ABSTRACT:
The field of mRNA therapeutics is rapidly developing across a wide range of applications, including infectious diseases, rare disorders, protein replacement, and cancer immunotherapy. Central to the production of mRNA is in vitrotranscription (IVT), a method that relies on an RNA polymerase to synthesize mRNA from a DNA template. However, the quality and efficiency of this process depends heavily on the RNA polymerase used. Key performance indicators such as yield, integrity, purity, capping efficiency, and the presence of double-stranded RNA (dsRNA) are directly influenced by the RNA polymerase, impacting manufacturing costs, dosage requirements and potential adverse events. The commonly used T7 RNA polymerase (“T7”), although widespread, has limitations that make it suboptimal for pharmaceutical-grade mRNA production.

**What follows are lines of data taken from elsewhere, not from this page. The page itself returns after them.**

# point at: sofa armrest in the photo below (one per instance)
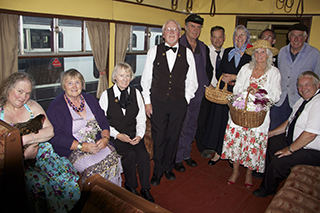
(121, 193)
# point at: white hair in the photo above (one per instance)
(269, 63)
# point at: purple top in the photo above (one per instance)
(61, 120)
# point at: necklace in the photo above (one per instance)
(76, 109)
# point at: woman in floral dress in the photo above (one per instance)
(81, 131)
(247, 146)
(52, 181)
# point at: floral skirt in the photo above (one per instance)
(52, 183)
(245, 146)
(106, 163)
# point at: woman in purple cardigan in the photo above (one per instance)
(81, 130)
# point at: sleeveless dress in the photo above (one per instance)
(52, 183)
(247, 146)
(106, 162)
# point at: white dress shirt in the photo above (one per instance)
(213, 58)
(141, 116)
(191, 82)
(308, 121)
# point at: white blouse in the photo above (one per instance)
(141, 116)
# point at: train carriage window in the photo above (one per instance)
(50, 46)
(141, 39)
(72, 35)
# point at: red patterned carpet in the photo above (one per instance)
(203, 189)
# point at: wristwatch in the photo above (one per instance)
(79, 147)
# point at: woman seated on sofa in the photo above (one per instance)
(49, 169)
(125, 111)
(81, 130)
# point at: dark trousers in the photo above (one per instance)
(132, 155)
(278, 168)
(188, 131)
(280, 114)
(204, 111)
(166, 123)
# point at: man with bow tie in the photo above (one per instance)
(297, 140)
(168, 81)
(204, 73)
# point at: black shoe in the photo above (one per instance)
(179, 167)
(190, 162)
(145, 193)
(170, 175)
(155, 180)
(258, 193)
(205, 154)
(257, 175)
(212, 163)
(131, 189)
(230, 163)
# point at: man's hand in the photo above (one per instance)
(283, 152)
(148, 110)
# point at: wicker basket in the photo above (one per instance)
(217, 95)
(246, 118)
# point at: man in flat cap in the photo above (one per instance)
(293, 59)
(193, 26)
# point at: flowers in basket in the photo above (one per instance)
(90, 131)
(256, 103)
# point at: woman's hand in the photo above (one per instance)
(283, 152)
(226, 78)
(31, 152)
(102, 143)
(252, 90)
(92, 148)
(136, 140)
(124, 138)
(148, 108)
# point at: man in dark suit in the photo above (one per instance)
(168, 81)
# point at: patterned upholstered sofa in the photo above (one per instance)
(97, 194)
(300, 192)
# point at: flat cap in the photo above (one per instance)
(194, 18)
(300, 27)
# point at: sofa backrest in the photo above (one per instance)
(13, 193)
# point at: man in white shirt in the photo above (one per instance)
(169, 81)
(301, 144)
(217, 38)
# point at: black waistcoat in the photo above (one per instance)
(123, 123)
(165, 84)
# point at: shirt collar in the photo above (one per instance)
(117, 92)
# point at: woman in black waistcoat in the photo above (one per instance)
(124, 108)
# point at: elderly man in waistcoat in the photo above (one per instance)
(204, 73)
(293, 59)
(169, 82)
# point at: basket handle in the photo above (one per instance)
(218, 85)
(245, 106)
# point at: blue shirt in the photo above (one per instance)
(308, 59)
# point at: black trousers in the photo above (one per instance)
(201, 123)
(278, 168)
(132, 155)
(166, 123)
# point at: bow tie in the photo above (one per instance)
(174, 49)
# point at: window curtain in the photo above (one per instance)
(99, 41)
(8, 44)
(122, 40)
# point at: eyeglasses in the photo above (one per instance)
(171, 29)
(306, 85)
(266, 37)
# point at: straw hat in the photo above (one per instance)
(262, 44)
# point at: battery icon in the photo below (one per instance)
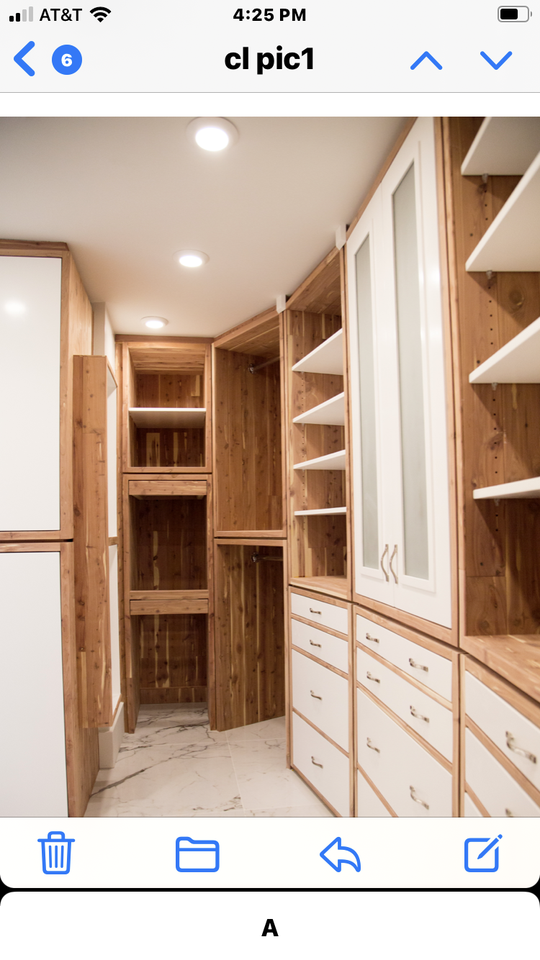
(514, 14)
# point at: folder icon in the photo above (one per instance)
(196, 856)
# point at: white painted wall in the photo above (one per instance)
(30, 297)
(32, 752)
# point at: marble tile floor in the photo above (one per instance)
(175, 766)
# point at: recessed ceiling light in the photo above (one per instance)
(155, 323)
(212, 133)
(191, 258)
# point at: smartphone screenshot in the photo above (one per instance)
(270, 477)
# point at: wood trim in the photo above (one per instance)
(404, 630)
(315, 791)
(407, 677)
(322, 663)
(509, 693)
(409, 123)
(323, 627)
(498, 754)
(322, 733)
(167, 488)
(476, 802)
(403, 619)
(91, 556)
(447, 764)
(376, 790)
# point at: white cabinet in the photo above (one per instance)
(399, 435)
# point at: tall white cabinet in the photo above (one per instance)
(399, 435)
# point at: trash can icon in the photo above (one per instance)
(56, 852)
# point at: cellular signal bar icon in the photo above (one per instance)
(23, 17)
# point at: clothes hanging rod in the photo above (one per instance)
(257, 558)
(253, 369)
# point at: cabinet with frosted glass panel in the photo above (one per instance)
(402, 563)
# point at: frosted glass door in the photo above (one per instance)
(30, 300)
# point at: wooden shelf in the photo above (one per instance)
(332, 461)
(325, 512)
(503, 146)
(517, 362)
(515, 657)
(168, 417)
(326, 358)
(145, 602)
(516, 490)
(331, 412)
(512, 242)
(334, 586)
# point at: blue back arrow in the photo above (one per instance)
(423, 57)
(351, 857)
(19, 58)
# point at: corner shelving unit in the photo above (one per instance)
(318, 456)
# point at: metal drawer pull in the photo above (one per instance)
(375, 679)
(417, 799)
(418, 716)
(394, 574)
(385, 551)
(418, 666)
(510, 741)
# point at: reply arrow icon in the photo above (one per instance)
(335, 855)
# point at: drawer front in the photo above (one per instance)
(406, 774)
(429, 668)
(470, 809)
(322, 645)
(494, 787)
(324, 766)
(321, 613)
(427, 717)
(514, 734)
(322, 697)
(369, 804)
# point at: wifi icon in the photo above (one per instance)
(100, 13)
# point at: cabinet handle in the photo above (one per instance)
(394, 552)
(510, 741)
(417, 799)
(385, 551)
(417, 666)
(418, 716)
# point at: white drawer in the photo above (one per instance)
(426, 717)
(323, 645)
(427, 667)
(413, 783)
(369, 804)
(324, 766)
(322, 697)
(513, 733)
(494, 787)
(319, 612)
(470, 809)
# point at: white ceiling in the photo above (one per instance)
(126, 193)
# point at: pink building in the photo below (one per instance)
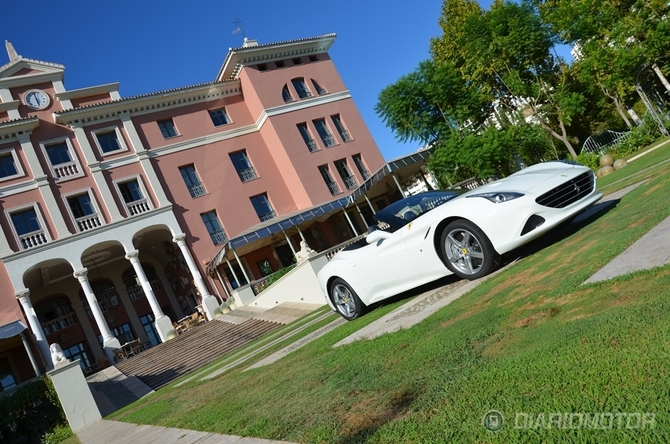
(120, 216)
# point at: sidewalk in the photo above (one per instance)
(115, 432)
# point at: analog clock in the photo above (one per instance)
(36, 99)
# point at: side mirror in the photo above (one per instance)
(376, 236)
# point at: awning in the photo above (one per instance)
(261, 234)
(12, 329)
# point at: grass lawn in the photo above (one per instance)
(528, 342)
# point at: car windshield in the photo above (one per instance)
(400, 213)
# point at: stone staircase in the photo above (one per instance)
(194, 348)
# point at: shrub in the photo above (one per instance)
(29, 412)
(591, 160)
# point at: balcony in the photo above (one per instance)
(219, 237)
(197, 190)
(334, 188)
(267, 216)
(344, 134)
(247, 174)
(64, 171)
(138, 207)
(88, 222)
(312, 146)
(350, 182)
(34, 239)
(328, 140)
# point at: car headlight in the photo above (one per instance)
(498, 197)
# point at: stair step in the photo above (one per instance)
(189, 351)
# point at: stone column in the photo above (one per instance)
(162, 322)
(209, 303)
(109, 342)
(35, 326)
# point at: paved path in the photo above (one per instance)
(115, 432)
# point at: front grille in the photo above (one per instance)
(568, 192)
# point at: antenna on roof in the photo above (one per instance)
(11, 52)
(238, 28)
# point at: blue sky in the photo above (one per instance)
(150, 46)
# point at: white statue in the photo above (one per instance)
(57, 355)
(304, 253)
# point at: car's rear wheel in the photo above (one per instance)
(467, 251)
(345, 300)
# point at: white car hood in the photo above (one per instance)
(525, 179)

To address these challenges, Primrose Bio (“Primrose”) has developed an ultra high-throughput enzyme evolution platform resulting in the first of a series of proprietary high-performing RNA polymerases, Prima RNApols™, that are distinct from T7. These enzymes are engineered to translate various template types, including linear, synthetic, circular, and self-amplifying RNAs, as well as a range of cap structures and modified nucleotides. This permits customized, efficient mRNA synthesis tailored to the unique demands of next-generation vaccines and therapeutics. Prima RNApols™ ExTend Cap AU has been developed for maximizing yield and cap incorporation efficiency of self-amplifying RNA (saRNA). It consistently outperforms T7 across multiple IVT metrics, delivering higher yields, better RNA integrity, lower dsRNA levels, and better cap incorporation efficiency using less cap analog. These features make this enzyme ideal for producing high-quality mRNA at scale and at lower cost.
Primrose’s Prima RNApols™ represent a significant advancement in mRNA manufacturing, offering a superior alternative to legacy enzymes, ultimately enhancing the scalability, quality, and customization of mRNA therapeutics for the future of medicine.